Fairbourne residents say they could become "climate change refugees"

People living in a sea-threatened village on the west coast of Wales are calling for answers over their future.

Sea defences at Fairbourne will stop being maintained in the 2050s, but Gwynedd Council said it may begin "decommissioning" the village before then and start moving residents out.

Villagers want more detail on when and how, saying uncertainty is devaluing homes and harming community life.

The council said it had met with residents more than 300 times.

Natural Resources Wales maintains the sea defences and a council consultation is taking place on Thursday and Friday to hear residents' views on options for the next few years.

But some say there also needs to be more discussion about what happens to them and their homes if the village is to be abandoned to the sea.

The council is leading a partnership to co-ordinate what happens in Fairbourne, and says some of the decisions about what happens in the long term are out of its hands.

It said it was forecast "that the engineering and financial challenges of protecting the village are likely to become insurmountable earlier than other areas".

There are "five specific plans which can be taken forward and developed by partner organisations over the coming years" to be considered by locals during the consultation, it added.

The plans focus on flood risk management, people and the built environment, infrastructure management, economy and business management, and natural environment management.

Image caption,
Fairbourne will be "abandoned to the sea" when defences are no longer maintained from the 2050s

Sylvia Stephenson, who lives in the village, said: "I don't really think that we'll get the answers to the questions that we want.

"The answers we want are: what are you going to do with us if we have a major event or you want to decommission the village?

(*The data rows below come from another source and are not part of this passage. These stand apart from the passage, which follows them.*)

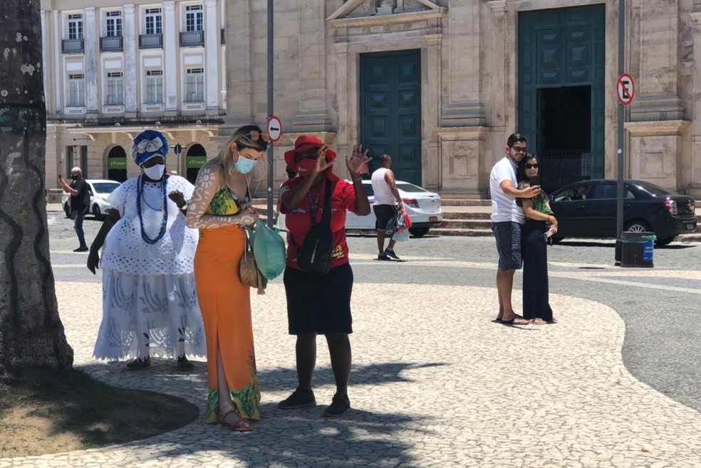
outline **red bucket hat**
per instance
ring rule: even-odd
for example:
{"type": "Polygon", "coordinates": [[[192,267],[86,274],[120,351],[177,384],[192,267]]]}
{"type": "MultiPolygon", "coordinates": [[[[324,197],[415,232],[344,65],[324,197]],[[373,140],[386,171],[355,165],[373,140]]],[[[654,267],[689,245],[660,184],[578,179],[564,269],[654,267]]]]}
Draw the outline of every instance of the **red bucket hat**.
{"type": "MultiPolygon", "coordinates": [[[[301,135],[294,142],[294,149],[285,151],[285,162],[291,170],[297,171],[297,161],[295,161],[297,153],[303,153],[310,149],[318,149],[324,144],[323,140],[313,135],[301,135]]],[[[326,150],[326,161],[336,161],[336,154],[333,150],[326,150]]]]}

To decommission the village, you're going to have to take my house and my land.

"We own this house and we own the land, and the only way you can do that is with legislation. And that in turn has to mean compulsory purchase. I don't know if we're going to get any answers about that.

"I don't know if we'll get any answers at all about where they could put us all."

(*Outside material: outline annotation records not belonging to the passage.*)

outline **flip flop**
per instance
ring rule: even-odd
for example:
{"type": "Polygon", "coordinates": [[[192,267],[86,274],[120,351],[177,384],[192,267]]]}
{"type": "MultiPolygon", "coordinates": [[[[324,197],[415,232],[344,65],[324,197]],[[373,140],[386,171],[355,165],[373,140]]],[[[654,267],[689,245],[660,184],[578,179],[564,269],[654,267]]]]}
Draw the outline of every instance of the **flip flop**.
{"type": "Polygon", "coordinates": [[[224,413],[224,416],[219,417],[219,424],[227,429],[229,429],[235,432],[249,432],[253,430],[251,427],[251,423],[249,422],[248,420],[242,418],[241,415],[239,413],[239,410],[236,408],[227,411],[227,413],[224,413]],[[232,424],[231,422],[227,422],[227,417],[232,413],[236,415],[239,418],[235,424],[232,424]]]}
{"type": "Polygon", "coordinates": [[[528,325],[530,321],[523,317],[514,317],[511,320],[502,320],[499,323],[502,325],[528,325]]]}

Another resident, Malcolm Flynn, said there was still scope for the authorities to look again at the long-term future of the village.

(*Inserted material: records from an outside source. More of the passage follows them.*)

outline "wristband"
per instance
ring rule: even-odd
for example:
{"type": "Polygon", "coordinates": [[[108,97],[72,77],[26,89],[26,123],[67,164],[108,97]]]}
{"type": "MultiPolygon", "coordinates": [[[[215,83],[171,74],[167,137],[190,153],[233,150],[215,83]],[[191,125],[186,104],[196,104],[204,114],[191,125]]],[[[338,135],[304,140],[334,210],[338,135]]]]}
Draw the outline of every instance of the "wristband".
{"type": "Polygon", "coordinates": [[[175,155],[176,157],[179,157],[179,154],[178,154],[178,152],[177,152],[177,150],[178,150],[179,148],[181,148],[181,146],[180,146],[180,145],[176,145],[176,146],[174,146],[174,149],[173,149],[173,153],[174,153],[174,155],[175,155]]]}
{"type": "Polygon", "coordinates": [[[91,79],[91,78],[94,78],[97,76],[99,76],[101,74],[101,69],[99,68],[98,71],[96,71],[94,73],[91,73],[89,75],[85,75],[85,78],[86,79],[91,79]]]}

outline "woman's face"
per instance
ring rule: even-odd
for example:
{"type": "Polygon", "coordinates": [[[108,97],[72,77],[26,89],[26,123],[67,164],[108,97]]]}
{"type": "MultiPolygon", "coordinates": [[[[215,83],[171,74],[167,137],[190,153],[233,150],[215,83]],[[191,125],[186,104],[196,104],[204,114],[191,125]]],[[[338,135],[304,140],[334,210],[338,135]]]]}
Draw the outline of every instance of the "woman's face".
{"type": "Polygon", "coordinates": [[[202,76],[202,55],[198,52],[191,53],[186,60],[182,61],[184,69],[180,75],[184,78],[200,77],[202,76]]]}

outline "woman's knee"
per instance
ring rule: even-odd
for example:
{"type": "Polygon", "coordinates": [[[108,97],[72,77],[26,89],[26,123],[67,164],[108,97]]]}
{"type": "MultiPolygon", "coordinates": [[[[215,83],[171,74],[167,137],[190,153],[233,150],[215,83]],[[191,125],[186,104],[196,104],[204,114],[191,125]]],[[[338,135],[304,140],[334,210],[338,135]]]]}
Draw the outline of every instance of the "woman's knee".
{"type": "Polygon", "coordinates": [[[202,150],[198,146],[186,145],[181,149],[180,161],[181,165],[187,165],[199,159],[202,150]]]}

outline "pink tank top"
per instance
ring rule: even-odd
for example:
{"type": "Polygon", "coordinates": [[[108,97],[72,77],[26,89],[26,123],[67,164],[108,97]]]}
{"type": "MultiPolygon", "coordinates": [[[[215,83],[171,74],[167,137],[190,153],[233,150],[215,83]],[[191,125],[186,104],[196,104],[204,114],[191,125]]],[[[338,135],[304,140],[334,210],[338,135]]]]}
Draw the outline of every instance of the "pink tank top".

He said: "The council gave an undertaking that they would do their best to protect the village for 40 years. After that, anything could happen.

"It's like the guillotine hanging over you, waiting to drop. The council has relied on one consultant to give a view where I suspect there are many differing views and different things to check.

"Young people living here can't get a mortgage. Houses are cheap, but they can't get a mortgage because no-one will lend them money. Likewise older people who need equity release can't get it."

A Gwynedd council spokesman said it had held engagement events, workshops, visits and discussions, along with issuing quarterly newsletters to keep people informed.

It said all feedback from the consultation would be considered.